Lingkungan politik ekonomi makro seperti ini jelas sangat tidak kondusif bagi suatu kegiatan reformasi lembaga yang sangat strategis namun sedang memiliki masalah psikologis dalam perpolitikan di era reformasi, seperti TNI. Kalaupun tingkat kesungguhan dan political will dari para petinggi TNI cukup tinggi serta kapasitas dari lembaga-lembaga di dalam batang tubuh TNI cukup besar untuk melakukan proses tersebut, namun apabila TNI merasa dalam posisi “sendirian” dalam lingkungan makro politik ekonomi yang penuh ketidakpastian ini, maka akan sulit diharapkan agar terjadi optimalisasi dan gerak full speed sebagaimana diharapkan oleh para politisi sipil dan publik pada umumnya. Akan ada semacam “kegamangan”, atau dengan eufemisme, “kehati-hatian” yang sangat tinggi dari TNI dalam merealisasikan apa yang sudah dirancangkan, karena ia harus menjaga keharmonisan antara internalitas dan eksternalitas.
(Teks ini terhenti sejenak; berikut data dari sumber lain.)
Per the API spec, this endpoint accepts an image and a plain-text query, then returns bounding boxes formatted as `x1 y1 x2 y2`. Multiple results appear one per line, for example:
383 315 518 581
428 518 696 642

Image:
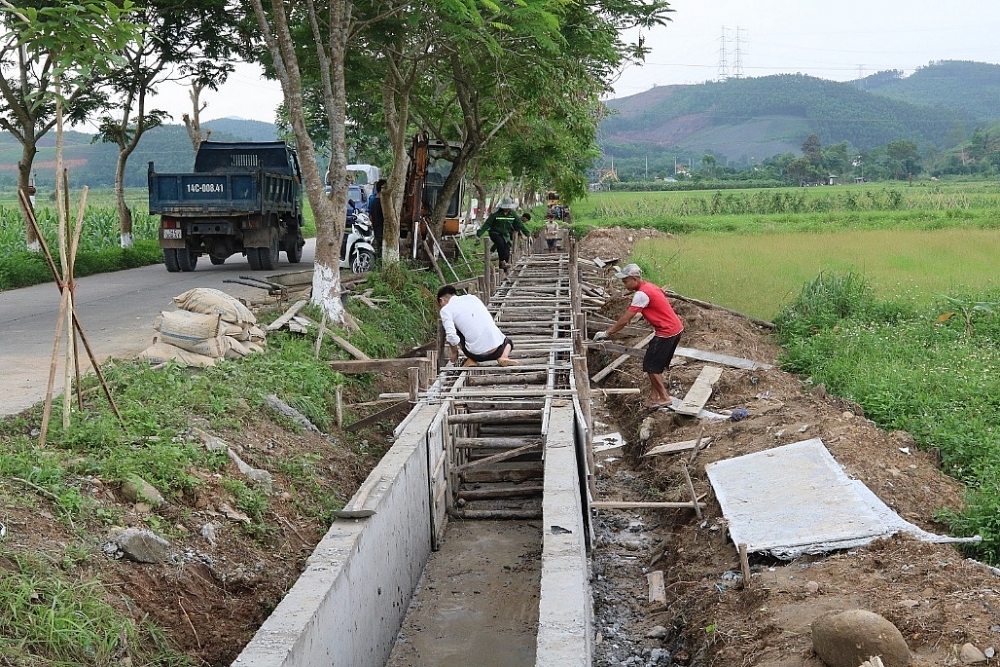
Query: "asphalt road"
0 240 316 417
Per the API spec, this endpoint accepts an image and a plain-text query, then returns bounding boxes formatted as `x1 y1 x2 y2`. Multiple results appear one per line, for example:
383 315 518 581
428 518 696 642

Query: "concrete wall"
535 402 593 666
232 401 442 667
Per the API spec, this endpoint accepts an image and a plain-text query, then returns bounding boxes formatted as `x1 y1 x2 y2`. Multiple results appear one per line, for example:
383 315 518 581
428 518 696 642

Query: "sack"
184 335 252 360
154 310 223 348
173 288 256 325
137 341 217 368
Gejala kehati-hatian dan kewaspadaan ini terlihat jelas manakala masalah-masalah sensitif seperti komando teritorial (Koter/kowil), hak pilih anggota TNI, penutupan bisnis TNI, dan RUU Peradilan Militer, dijadikan wacana publik baik di ruang publik formal seperti di DPR maupun di ruang publik bebas seperti media massa, forum seminar terbuka, dll. Sikap untuk lebih memilih low profile dan berhati-hati tersebut cukup beralasan manakala dikaitkan dengan belum tercapainya suatu bentuk harmonisasi dan sinergi dalam pemahaman-pemahaman masalah dasar dan strategis antara TNI dan para politisi, pengamat, LSM, dan kalangan masyarakat sipil lainnya yang memiliki concern terhadap reformasi internal TNI. Ditambah lagi dengan kondisi partai-partai politik yang penuh pertikaian internal serta kualitas wakil-wakil rakyat di DPR/D dan DPD yang kurang memadai menyebabkan komunikasi politik yang terjadi sering mengalami hambatan-hambatan, baik dari segi konseptual maupun teknis. Hasilnya adalah suatu wacana yang kendati berjalan cukup transparan dan membahas masalah substansial, namun hasilnya sering tidak signifikan. Wacana-wacana yang memiliki bobot politis berat dengan isu-isu yang sensitivitasnya tinggi terkesan ditanggapi secara defensif oleh pihak TNI. Hemat saya, trust building masih perlu terus menerus dilakukan ketimbang hanya saling menuduh bahwa salah satu pihak tidak serius atau memiliki motif ingin menyudutkan pihak lain.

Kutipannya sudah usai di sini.